Interstate Explorations, LLC v. Morgen Farm & Ranch, Inc., 2016 MT 20 (Jan. 26, 2016) (Rice, J.) (5-0, aff’d)
Issue: Whether the district court erred in denying Interstate’s motion to dismiss Morgen’s counterclaims for lack of subject matter jurisdiction because Morgen did not exhaust its statutory remedies.
Short Answer: No.
Facts: Morgen owns the surface rights of property to which it leased the oil and gas rights to Montana Oil Properties, Inc., which assigned its lease interest to Interstate. Interstate drilled and completed a well on the Morgen property.
In July 2014, Interstate sued Morgen for failing to execute an easement for MDU to enter the property and hook up an electrical line for the well. Morgen answered and asserted counterclaims of damages caused by hydrocarbon spills.
Procedural Posture & Holding: Interstate moved to dismiss Morgen’c counterclaims for lack of subject matter jurisdiction, and the district court denied the motion.
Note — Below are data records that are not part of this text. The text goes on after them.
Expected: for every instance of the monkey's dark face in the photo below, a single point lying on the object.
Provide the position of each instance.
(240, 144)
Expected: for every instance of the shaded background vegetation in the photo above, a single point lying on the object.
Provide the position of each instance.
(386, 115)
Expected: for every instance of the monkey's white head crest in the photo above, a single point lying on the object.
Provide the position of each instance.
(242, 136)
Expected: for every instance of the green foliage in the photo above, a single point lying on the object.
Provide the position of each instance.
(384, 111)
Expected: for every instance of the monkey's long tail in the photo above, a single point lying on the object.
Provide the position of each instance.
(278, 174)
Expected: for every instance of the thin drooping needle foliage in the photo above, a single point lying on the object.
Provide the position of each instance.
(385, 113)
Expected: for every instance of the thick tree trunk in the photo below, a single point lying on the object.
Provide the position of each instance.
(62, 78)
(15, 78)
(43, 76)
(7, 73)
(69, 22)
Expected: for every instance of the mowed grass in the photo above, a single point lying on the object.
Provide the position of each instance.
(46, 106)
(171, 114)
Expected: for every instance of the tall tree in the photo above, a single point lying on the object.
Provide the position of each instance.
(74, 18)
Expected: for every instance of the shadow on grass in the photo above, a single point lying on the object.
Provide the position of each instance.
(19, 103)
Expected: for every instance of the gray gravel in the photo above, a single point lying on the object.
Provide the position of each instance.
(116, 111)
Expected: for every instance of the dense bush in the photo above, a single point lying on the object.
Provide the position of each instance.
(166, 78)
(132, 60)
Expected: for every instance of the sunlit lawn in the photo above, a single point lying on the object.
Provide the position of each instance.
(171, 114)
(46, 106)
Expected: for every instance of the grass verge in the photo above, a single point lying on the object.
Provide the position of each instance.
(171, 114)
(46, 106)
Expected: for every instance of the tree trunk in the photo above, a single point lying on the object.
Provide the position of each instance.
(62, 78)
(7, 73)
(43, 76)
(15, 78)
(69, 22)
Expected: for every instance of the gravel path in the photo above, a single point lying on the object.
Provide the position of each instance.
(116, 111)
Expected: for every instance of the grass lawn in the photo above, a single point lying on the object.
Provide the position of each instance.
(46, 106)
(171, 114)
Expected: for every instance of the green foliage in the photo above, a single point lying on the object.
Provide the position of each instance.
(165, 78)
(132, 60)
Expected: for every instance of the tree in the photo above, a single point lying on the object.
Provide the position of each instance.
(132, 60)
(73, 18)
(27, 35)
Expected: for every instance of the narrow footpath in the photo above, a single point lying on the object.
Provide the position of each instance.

Interstate appeals, and the Supreme Court affirms.
Reasoning: Under the plain language of the Surface Damage Act, the Board of Oil and Gas Conservation has no direct enforcement or rule-making authority under Chapter 10 regarding the dispute resolution process. The Act is an attempt to facilitate communication between surface owners and oil and gas operators to help resolve damage disputes. Although a statutory process has been enacted, it is not an agency or administrative proceeding that must be exhausted before litigation may be commenced. Even if it were, the Act specifically states that the process is not an exclusive one.